An editorial in the October 18 edition of medical journal The Lancet examines four individuals the UNAIDS Programme Coordinating Board recommended to replace the organization’s executive director Peter Piot, Kaisernetwork.org reports. Piot held the position since 1995 and has been credited with raising “the profile of HIV/AIDS so successfully that the epidemic has remained a high priority on health, political and security agendas,” according to the editorial.

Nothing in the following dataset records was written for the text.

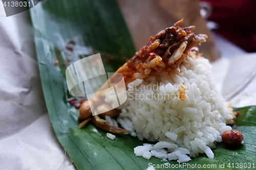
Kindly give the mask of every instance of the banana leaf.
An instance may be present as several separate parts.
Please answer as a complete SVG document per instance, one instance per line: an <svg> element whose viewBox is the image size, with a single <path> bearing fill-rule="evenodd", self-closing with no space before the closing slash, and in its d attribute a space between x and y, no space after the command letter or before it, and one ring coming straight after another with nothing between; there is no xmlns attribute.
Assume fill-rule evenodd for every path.
<svg viewBox="0 0 256 170"><path fill-rule="evenodd" d="M223 163L224 169L243 169L240 163L247 168L250 165L249 169L256 166L255 106L235 109L241 114L234 129L244 134L244 143L231 149L219 143L213 150L214 159L201 154L184 166L175 161L164 165L165 162L154 157L150 160L136 157L134 148L148 142L137 137L116 134L112 140L92 124L78 129L78 110L67 102L70 97L65 79L67 67L100 53L106 61L106 72L114 72L135 52L118 4L115 0L51 0L40 3L30 11L51 120L58 139L78 169L145 169L157 164L156 169L163 169L166 166L190 169L204 165L218 169ZM59 61L57 66L56 60ZM193 167L195 164L198 166Z"/></svg>

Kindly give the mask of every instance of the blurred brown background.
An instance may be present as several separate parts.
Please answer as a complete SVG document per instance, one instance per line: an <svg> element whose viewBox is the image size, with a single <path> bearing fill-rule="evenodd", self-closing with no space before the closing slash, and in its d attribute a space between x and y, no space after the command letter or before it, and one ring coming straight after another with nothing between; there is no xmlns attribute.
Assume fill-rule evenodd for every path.
<svg viewBox="0 0 256 170"><path fill-rule="evenodd" d="M215 44L210 31L200 13L199 1L118 0L131 31L136 50L139 50L159 31L184 19L181 27L196 26L196 34L206 34L205 42L198 45L203 56L211 61L221 54Z"/></svg>

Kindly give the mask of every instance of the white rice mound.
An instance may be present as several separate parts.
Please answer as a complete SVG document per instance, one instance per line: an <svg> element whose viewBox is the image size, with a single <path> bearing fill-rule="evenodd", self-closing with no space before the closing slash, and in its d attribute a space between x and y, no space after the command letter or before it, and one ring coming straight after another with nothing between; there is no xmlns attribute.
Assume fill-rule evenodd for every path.
<svg viewBox="0 0 256 170"><path fill-rule="evenodd" d="M233 117L216 89L209 61L188 55L178 67L157 72L129 83L127 100L118 108L117 122L132 135L158 141L135 148L135 154L179 162L199 153L213 159L211 149L231 129L226 125ZM187 89L184 101L179 95L181 87Z"/></svg>

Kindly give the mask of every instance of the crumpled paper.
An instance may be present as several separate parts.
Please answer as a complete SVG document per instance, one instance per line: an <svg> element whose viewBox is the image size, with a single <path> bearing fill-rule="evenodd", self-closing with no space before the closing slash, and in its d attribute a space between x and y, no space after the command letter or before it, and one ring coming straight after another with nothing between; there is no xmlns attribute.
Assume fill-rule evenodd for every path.
<svg viewBox="0 0 256 170"><path fill-rule="evenodd" d="M0 1L1 169L75 169L42 94L28 11L6 17Z"/></svg>
<svg viewBox="0 0 256 170"><path fill-rule="evenodd" d="M75 169L56 136L46 109L29 13L6 17L1 4L0 2L1 168ZM241 66L246 71L246 65L233 62L232 58L239 54L237 57L245 60L246 54L220 37L216 36L215 39L225 54L212 63L217 88L221 90L222 87L230 86L229 90L236 90L229 84L243 77L245 72L251 74L251 70L242 75L239 69L232 72L233 68ZM251 61L250 57L247 59ZM237 79L232 78L234 74ZM252 78L230 100L233 106L256 105L255 83L256 78Z"/></svg>

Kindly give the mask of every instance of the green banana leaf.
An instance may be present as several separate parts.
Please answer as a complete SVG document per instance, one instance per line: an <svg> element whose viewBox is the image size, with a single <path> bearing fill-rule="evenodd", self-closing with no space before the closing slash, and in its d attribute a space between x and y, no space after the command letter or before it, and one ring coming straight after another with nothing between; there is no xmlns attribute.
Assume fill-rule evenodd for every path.
<svg viewBox="0 0 256 170"><path fill-rule="evenodd" d="M164 166L165 162L160 159L153 157L148 160L135 156L134 148L148 142L146 141L124 134L116 134L112 140L106 138L106 132L92 124L78 129L80 122L77 116L78 110L67 102L70 97L65 79L68 66L100 53L106 61L106 72L113 72L124 63L124 58L135 54L132 38L117 2L51 0L30 9L30 14L47 108L56 134L77 168L145 169L150 164L162 165L156 168L165 169L167 165ZM75 44L71 43L71 40ZM73 52L66 48L67 44L73 48ZM57 60L59 62L55 66ZM223 163L224 169L243 169L240 168L240 163L243 167L250 166L249 169L256 166L256 107L236 109L241 110L241 114L234 129L244 134L244 143L231 149L220 143L213 150L214 159L202 154L183 168L190 169L206 165L209 169L216 169ZM181 167L177 161L168 163L168 166L174 169Z"/></svg>

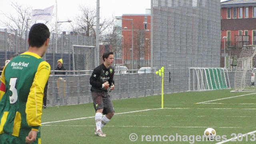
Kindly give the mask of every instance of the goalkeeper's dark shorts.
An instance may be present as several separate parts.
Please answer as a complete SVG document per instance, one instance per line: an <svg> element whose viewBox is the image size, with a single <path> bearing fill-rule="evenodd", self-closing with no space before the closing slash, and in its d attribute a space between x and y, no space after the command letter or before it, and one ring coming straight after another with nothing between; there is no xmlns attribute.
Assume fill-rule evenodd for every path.
<svg viewBox="0 0 256 144"><path fill-rule="evenodd" d="M93 106L95 111L98 109L103 109L103 114L106 114L109 112L114 112L113 104L110 99L110 96L108 92L104 91L92 92L92 98L93 101Z"/></svg>

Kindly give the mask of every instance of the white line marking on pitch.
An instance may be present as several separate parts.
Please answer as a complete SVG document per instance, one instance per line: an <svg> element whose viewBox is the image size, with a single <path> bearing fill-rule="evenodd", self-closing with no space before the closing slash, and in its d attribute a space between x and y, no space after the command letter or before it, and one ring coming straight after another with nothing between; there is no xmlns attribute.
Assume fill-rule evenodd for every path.
<svg viewBox="0 0 256 144"><path fill-rule="evenodd" d="M248 133L246 133L246 134L243 134L242 136L246 136L246 134L247 134L248 135L250 135L250 134L253 134L253 133L255 133L255 132L256 132L256 130L254 130L254 131L251 132L248 132ZM240 137L242 137L242 136L238 136L238 137L239 137L239 138L240 138ZM234 137L234 138L230 138L230 139L229 139L227 140L225 140L225 141L222 141L222 142L218 142L218 143L216 143L216 144L223 144L223 143L224 143L224 142L229 142L229 141L230 141L230 140L232 140L236 139L237 139L237 138L238 138L237 136L236 136L236 137Z"/></svg>
<svg viewBox="0 0 256 144"><path fill-rule="evenodd" d="M132 112L122 112L122 113L120 113L115 114L115 115L116 115L116 114L128 114L128 113L129 113L136 112L143 112L143 111L150 110L158 110L158 109L163 109L163 108L153 108L153 109L141 110L137 110L137 111L132 111ZM95 118L95 116L90 116L90 117L85 117L85 118L74 118L74 119L72 119L66 120L58 120L58 121L54 121L54 122L43 122L43 123L41 123L41 124L49 124L49 123L54 123L54 122L66 122L66 121L70 121L70 120L81 120L81 119L86 119L86 118Z"/></svg>
<svg viewBox="0 0 256 144"><path fill-rule="evenodd" d="M239 96L244 96L248 95L250 95L250 94L256 94L256 93L254 93L249 94L243 94L243 95L240 95L240 96L232 96L232 97L230 97L226 98L220 98L220 99L217 99L217 100L209 100L209 101L208 101L204 102L198 102L198 103L195 103L195 104L202 104L202 103L205 103L205 102L213 102L213 101L216 101L216 100L224 100L224 99L228 99L228 98L236 98L236 97L239 97Z"/></svg>

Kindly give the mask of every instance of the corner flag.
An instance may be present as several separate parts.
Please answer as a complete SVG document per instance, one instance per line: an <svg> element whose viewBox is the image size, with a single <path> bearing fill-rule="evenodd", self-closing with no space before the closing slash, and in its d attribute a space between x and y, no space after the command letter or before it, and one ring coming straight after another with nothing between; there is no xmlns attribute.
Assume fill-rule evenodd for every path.
<svg viewBox="0 0 256 144"><path fill-rule="evenodd" d="M43 10L36 9L32 10L31 21L35 22L37 20L43 20L50 22L52 21L52 11L54 5Z"/></svg>

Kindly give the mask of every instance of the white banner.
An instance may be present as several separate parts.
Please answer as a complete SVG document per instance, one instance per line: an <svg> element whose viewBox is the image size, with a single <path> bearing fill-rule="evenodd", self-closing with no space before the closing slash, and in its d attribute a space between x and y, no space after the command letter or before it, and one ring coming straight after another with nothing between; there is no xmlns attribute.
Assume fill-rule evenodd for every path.
<svg viewBox="0 0 256 144"><path fill-rule="evenodd" d="M54 5L43 10L32 10L31 21L35 22L37 20L43 20L50 22L52 21L52 11Z"/></svg>

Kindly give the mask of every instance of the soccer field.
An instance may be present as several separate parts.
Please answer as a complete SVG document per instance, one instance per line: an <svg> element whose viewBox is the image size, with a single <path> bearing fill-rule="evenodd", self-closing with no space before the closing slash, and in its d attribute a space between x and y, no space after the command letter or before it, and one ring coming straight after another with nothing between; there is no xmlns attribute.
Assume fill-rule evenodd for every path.
<svg viewBox="0 0 256 144"><path fill-rule="evenodd" d="M164 94L164 108L161 95L114 100L115 114L102 128L106 137L94 135L92 103L48 107L43 109L42 143L220 144L226 139L223 143L255 143L256 93L231 90ZM202 141L208 128L220 138Z"/></svg>

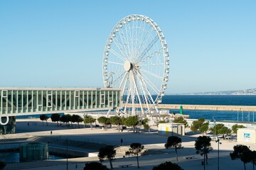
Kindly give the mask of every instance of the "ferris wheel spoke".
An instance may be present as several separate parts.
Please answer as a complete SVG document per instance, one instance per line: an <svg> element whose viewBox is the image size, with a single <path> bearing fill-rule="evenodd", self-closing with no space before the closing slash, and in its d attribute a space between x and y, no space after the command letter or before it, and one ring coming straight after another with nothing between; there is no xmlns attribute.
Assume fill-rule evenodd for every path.
<svg viewBox="0 0 256 170"><path fill-rule="evenodd" d="M144 89L144 86L143 82L142 82L141 79L139 79L139 83L141 84L141 88L142 88L142 90L143 96L144 96L144 97L145 98L144 101L146 102L146 108L149 108L149 101L148 101L149 98L148 98L148 97L146 96L146 91L145 91L145 89Z"/></svg>
<svg viewBox="0 0 256 170"><path fill-rule="evenodd" d="M124 64L119 63L119 62L111 62L111 61L108 61L107 62L111 63L111 64L117 64L117 65L124 65Z"/></svg>
<svg viewBox="0 0 256 170"><path fill-rule="evenodd" d="M127 74L128 74L128 73L126 72L123 79L121 81L120 85L119 86L119 89L121 89L123 86L123 83L124 83L124 80L125 81L124 81L124 86L125 86L127 81ZM124 91L122 92L124 94Z"/></svg>
<svg viewBox="0 0 256 170"><path fill-rule="evenodd" d="M126 27L126 24L125 24L125 27ZM124 33L124 31L122 30L119 30L119 35L120 35L120 38L122 40L123 42L123 47L125 49L125 51L127 52L127 59L129 59L129 57L130 56L131 52L129 48L129 42L127 40L127 35Z"/></svg>
<svg viewBox="0 0 256 170"><path fill-rule="evenodd" d="M149 98L151 99L151 103L149 102L149 103L154 104L155 101L154 101L153 97L152 97L150 91L149 91L149 89L147 88L146 88L146 84L145 81L143 79L142 79L142 81L143 82L143 84L144 84L143 88L145 89L145 90L147 91L147 94L149 96Z"/></svg>
<svg viewBox="0 0 256 170"><path fill-rule="evenodd" d="M128 94L127 96L127 100L126 100L125 105L124 105L124 110L127 110L127 104L129 103L129 100L130 98L130 95L131 95L131 89L129 89L129 91L128 91Z"/></svg>
<svg viewBox="0 0 256 170"><path fill-rule="evenodd" d="M120 75L115 79L114 81L113 81L112 84L115 84L117 83L122 78L124 77L124 75L126 74L126 72L123 72L122 74L120 74Z"/></svg>
<svg viewBox="0 0 256 170"><path fill-rule="evenodd" d="M118 58L119 58L122 61L124 61L124 62L126 61L126 60L124 58L123 58L119 53L117 53L113 49L110 49L110 51L112 52L115 56L117 56Z"/></svg>
<svg viewBox="0 0 256 170"><path fill-rule="evenodd" d="M152 41L148 45L148 46L145 48L143 52L137 57L137 59L141 58L141 60L143 60L143 57L146 55L146 54L149 51L149 50L153 47L153 45L156 43L156 42L159 39L159 37L156 35Z"/></svg>
<svg viewBox="0 0 256 170"><path fill-rule="evenodd" d="M149 63L149 64L141 64L139 65L139 67L142 67L142 66L163 66L164 64L164 63Z"/></svg>
<svg viewBox="0 0 256 170"><path fill-rule="evenodd" d="M121 31L122 31L122 30ZM119 33L120 39L121 39L121 41L122 41L122 48L124 48L124 50L125 51L127 58L128 58L128 57L129 57L129 50L128 50L128 49L127 49L125 47L125 45L127 44L127 40L126 40L125 36L124 35L124 33L121 33L121 31L119 31Z"/></svg>
<svg viewBox="0 0 256 170"><path fill-rule="evenodd" d="M126 58L126 60L127 60L127 53L125 51L125 49L119 44L119 41L117 39L113 39L113 42L115 43L115 45L117 45L117 48L119 50L119 51L122 52L122 54L123 55L123 56ZM127 53L127 54L124 54Z"/></svg>
<svg viewBox="0 0 256 170"><path fill-rule="evenodd" d="M141 71L142 71L142 72L145 72L145 73L146 73L146 74L149 74L149 75L151 75L151 76L154 76L154 77L156 77L156 78L157 78L157 79L161 79L161 80L163 79L163 77L161 77L161 76L157 75L156 74L150 72L149 72L149 71L147 71L147 70L145 70L145 69L142 69Z"/></svg>
<svg viewBox="0 0 256 170"><path fill-rule="evenodd" d="M151 89L156 92L156 94L158 94L158 88L156 86L155 84L151 82L146 76L143 76L142 74L140 72L137 72L138 76L139 79L141 79L144 82L146 82L148 85L150 86ZM147 86L146 84L145 84L145 86Z"/></svg>
<svg viewBox="0 0 256 170"><path fill-rule="evenodd" d="M141 62L144 62L146 60L149 60L149 59L154 59L155 56L158 56L161 51L162 51L163 49L160 48L159 50L154 52L146 56L145 56L143 58L139 58L139 60L138 60L138 63L141 63Z"/></svg>
<svg viewBox="0 0 256 170"><path fill-rule="evenodd" d="M132 74L132 79L133 79L133 81L134 81L134 84L136 93L137 93L137 97L138 97L138 99L139 99L139 105L140 105L140 107L141 107L141 109L142 109L142 114L144 114L142 103L142 100L141 100L141 98L140 98L140 95L139 95L139 94L138 87L137 87L137 84L136 83L136 81L135 81L135 79L134 79L134 74Z"/></svg>
<svg viewBox="0 0 256 170"><path fill-rule="evenodd" d="M129 39L131 39L131 38L129 38L129 35L128 35L128 33L130 32L130 29L129 29L129 28L127 28L127 27L129 26L129 23L127 23L126 24L124 24L125 26L125 33L126 33L126 40L127 40L127 50L128 50L128 52L129 54L129 57L130 57L130 55L132 55L131 53L131 49L130 49L130 42L129 42ZM122 31L123 32L123 31Z"/></svg>
<svg viewBox="0 0 256 170"><path fill-rule="evenodd" d="M143 47L143 45L146 44L146 42L149 40L149 38L150 37L150 35L151 35L152 33L152 31L153 31L153 29L151 29L151 27L149 27L146 30L144 30L145 32L145 35L144 36L143 38L143 40L142 41L142 43L138 49L138 52L140 52L143 49L142 49L142 47ZM146 40L146 38L147 38ZM142 53L143 52L142 52ZM141 53L140 53L141 54Z"/></svg>
<svg viewBox="0 0 256 170"><path fill-rule="evenodd" d="M149 86L156 94L158 94L159 92L159 91L158 91L159 89L149 79L144 77L144 79L143 79L143 80L144 81L145 84L146 84L148 86ZM146 86L147 86L146 84L145 84Z"/></svg>

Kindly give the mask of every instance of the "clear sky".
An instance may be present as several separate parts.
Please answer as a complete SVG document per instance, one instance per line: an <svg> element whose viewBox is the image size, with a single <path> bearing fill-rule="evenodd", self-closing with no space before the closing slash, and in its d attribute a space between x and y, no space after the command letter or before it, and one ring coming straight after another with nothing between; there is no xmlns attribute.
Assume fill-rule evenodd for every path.
<svg viewBox="0 0 256 170"><path fill-rule="evenodd" d="M142 14L170 54L167 94L256 88L256 1L0 1L0 86L102 87L114 25Z"/></svg>

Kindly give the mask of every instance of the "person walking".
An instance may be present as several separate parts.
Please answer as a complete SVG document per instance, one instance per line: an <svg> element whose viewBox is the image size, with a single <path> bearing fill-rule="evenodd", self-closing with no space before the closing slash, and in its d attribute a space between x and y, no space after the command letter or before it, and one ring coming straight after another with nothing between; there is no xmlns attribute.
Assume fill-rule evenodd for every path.
<svg viewBox="0 0 256 170"><path fill-rule="evenodd" d="M121 138L121 146L122 146L124 140Z"/></svg>

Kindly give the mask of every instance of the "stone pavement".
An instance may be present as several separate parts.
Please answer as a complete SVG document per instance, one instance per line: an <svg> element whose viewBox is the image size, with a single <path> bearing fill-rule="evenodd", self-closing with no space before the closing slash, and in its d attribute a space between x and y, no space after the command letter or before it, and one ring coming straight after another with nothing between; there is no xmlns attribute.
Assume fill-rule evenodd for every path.
<svg viewBox="0 0 256 170"><path fill-rule="evenodd" d="M29 122L29 126L27 125L28 122ZM83 125L81 125L82 127ZM56 138L68 137L72 140L112 144L117 146L121 144L120 139L122 138L124 140L124 145L125 145L123 148L129 147L132 142L140 142L144 145L146 149L149 149L148 154L139 158L140 169L152 169L152 167L154 166L166 161L171 161L173 163L178 164L185 170L203 169L203 166L201 165L203 157L196 154L194 149L194 141L199 135L181 137L183 141L182 145L184 148L178 150L178 161L176 162L174 150L164 148L164 143L166 142L168 137L158 135L154 133L134 134L132 131L119 132L115 128L108 129L107 130L100 128L91 130L90 128L69 129L66 127L57 127L56 123L49 123L48 126L46 126L46 123L44 123L43 126L42 122L39 119L17 120L16 128L17 132L19 132L19 133L6 135L4 135L5 137L10 139L43 136L48 137L50 140L51 139L51 141L54 141L54 139ZM53 135L50 135L50 130L53 131ZM237 142L223 140L220 140L220 142L222 144L220 144L220 169L243 169L242 162L240 160L232 161L229 156L230 152L233 151L233 146L238 144ZM52 142L50 144L54 144ZM250 144L249 146L251 149L256 150L255 144ZM206 165L206 169L218 169L218 143L213 141L212 147L213 147L213 151L208 154L208 164ZM63 146L63 147L65 148L65 146ZM70 148L70 149L78 149L75 147ZM88 151L81 148L78 148L78 149ZM117 154L116 159L113 162L114 169L137 169L136 158L123 158L124 151L122 152L122 148L121 147ZM93 152L93 150L90 150L89 152ZM194 158L191 159L184 159L185 157L188 156L193 156ZM68 159L68 169L82 170L85 162L98 160L97 157ZM105 161L103 164L110 168L108 161ZM119 166L123 164L132 164L132 166L127 168L120 168ZM246 166L247 170L252 169L251 164L247 164ZM5 170L6 169L67 169L67 159L8 164L5 168Z"/></svg>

UNAIDS established a search committee immediately after Piot announced his resignation in June, The Lancet reports. After interviewing seven candidates from 117 applicants, the board chose four.

The candidates to succeed Piot are: Tim Barnett, who has been a Labour Party member of Parliament in New Zealand since 1996; Stefano Bertozzi, an HIV researcher and founding director of the Division of Health Economics and Policy at Mexico’s National Institute of Public Health; Michel Sidibe, the deputy executive director for UNAIDS; and Debrework Zewdie; the director of the Global HIV/AIDS Program at the World Bank.

“It is time to unwind the rhetoric and reposition the response to HIV/AIDS as one of several important health challenges,” the editorial concludes. “A view beyond HIV/AIDS will reinforce plurality and justice, protecting minorities and thus wider majorities. …The new executive director will need to work with others from the non-HIV world and be big on prevention and access to all essential medicines, including antiretrovirals.”